Granularity needs scale. Companies that handle enormous amounts of data – such as digital publishers or marketers – often face a trade-off between having granular data and the cost of automating the data at the scale required to achieve this. By adopting a fully scalable cloud data warehouse such as BigQuery, teams are now able to manage rapidly growing datasets, while benefiting from the agility and data granularity required to effectively optimize at the campaign, advertiser, and ad unit level.
Flexibility enables insights. When working with an EDW, it’s important to have the capability to run different workloads at the same time, make adjustments on the fly, add business rules, and understand the implications of each of these actions to provide the most relevant report to the teams that need them. With a cloud-based EDW like BigQuery, users are not constrained by legacy reporting applications, freeing them to join the data in ways they may have not previously considered.
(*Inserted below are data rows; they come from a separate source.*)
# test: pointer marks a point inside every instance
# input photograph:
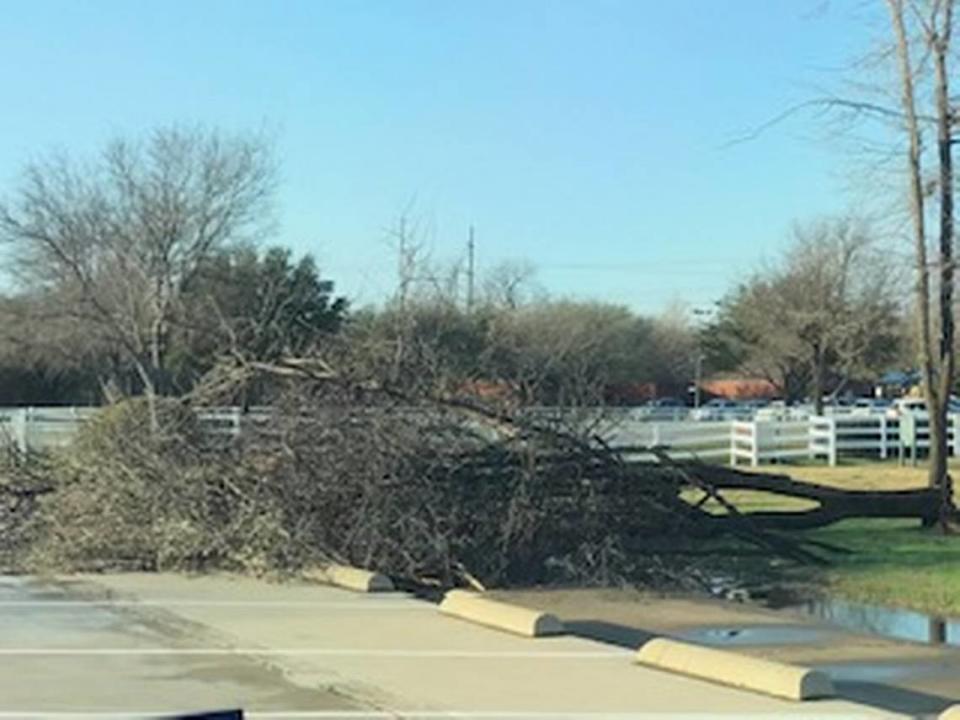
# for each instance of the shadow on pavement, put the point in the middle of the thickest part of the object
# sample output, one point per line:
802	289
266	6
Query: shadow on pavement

Performance creates opportunity. Fast and efficient aggregation of data allows teams to do a number of different things with their data, for instance produce a variety of different reports from a large amount of raw data, or prepare data for specific visualization tools. Data is a living beast, i.e. aggregation is not a static process; rather an iterative cycle which drives continual improvements and responds to the ever-changing demands that business teams face. Hard-coded data pipelines or legacy spreadsheet analysis does not allow for quick response to evolving needs. Using a data automation platform to create foundational data can enable the team to use an iterative, drill-down style of questioning such as: “Which campaign is delivering the ad to the right readers?” or “Which content and audiences generate the most revenue?”, along with new questions which were initially too complex to address within raw data sets.
“Today, tools such as BigQuery allow business teams to leverage these attributes concurrently, enabling them to enjoy high-performance, high-granularity, real-time aggregation at scale – but only if they are built upon foundational data within the EDW.”
Step Three: Reap rewards from the cloud
Incorporating the above elements concurrently is key to a foundational data approach that turns your data into a scalable strategic asset. The result is a forward-thinking business team that can leverage unique real-time insights from their cloud-based data warehouse to leave their competition behind.
Effective implementation requires a high-performance query engine, such as BigQuery, combined with a powerful, reliable automation platform which does the heavy lifting, provides flexibility to support new requirements, and saves on significant engineering costs along the way. For our customer in particular, deploying this combination resulted in an 80% reduction in reporting time, a five-fold increase in granularity, and 3x increase in customer reporting frequency. By using a ready-made data automation platform to create foundational data in your EDW, you can Be Data Strong in the cloud.